From this perspective, students are not just individualised learners, the computer is not just another production tool, and the classroom studio is not a self-contained entity where students acquire knowledge to be applied later outside in the ‘real world’. This type of connected pedagogy can be envisioned as a part of a wider network of learning, fostering engagement with the field that continues long after students receive their diplomas. The design classroom and its curriculum of projects, critiques and comps still have a crucial role to play in such a context, but they have to be connected with what students already know about in their world.

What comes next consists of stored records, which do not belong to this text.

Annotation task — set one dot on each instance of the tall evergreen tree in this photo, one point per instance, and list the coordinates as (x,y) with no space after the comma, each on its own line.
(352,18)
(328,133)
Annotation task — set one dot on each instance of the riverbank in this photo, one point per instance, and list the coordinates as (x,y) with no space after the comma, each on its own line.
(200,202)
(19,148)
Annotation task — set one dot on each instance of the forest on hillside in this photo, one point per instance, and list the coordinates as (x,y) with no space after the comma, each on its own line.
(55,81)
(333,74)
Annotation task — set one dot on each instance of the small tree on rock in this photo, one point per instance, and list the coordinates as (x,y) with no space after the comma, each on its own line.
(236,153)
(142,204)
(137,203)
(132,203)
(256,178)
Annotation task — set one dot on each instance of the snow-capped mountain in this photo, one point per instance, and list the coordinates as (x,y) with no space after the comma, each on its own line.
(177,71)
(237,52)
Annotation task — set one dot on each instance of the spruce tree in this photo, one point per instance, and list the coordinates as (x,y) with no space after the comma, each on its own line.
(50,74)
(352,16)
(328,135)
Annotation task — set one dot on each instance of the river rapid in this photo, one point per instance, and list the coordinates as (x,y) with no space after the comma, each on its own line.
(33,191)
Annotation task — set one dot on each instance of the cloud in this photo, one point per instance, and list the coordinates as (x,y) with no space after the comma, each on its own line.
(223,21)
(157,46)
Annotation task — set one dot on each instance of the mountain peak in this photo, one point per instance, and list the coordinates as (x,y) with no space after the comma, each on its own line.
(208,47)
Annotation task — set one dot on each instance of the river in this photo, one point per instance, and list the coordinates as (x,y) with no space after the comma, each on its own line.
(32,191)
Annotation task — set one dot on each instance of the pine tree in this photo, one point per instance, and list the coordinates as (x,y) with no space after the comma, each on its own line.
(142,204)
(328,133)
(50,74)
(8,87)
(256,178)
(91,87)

The danger here – and this is evident not only in education, but in the workforce as well – is that the entrenched minds that rule the roost right now have not expressed a real concern for the severity of change that is coming their way. Granted, there is some forward thinking in some pockets, but for the most part the situation is in fact rather dire. The “type of connected pedagogy” that Littlejohn speaks to in this article is slow in coming.
It seems to me that unless there is an awakening within the “digital immigrant” population currently at the top of the food chain (especially the unwilling and intolerant immigrants) they may very well be pushed aside by an unstoppable economic and cultural wave of Darwinian change. If the Internet – and the culture of youth born into it – has shown us anything it’s that information will find it’s own level – it will route around the obstruction.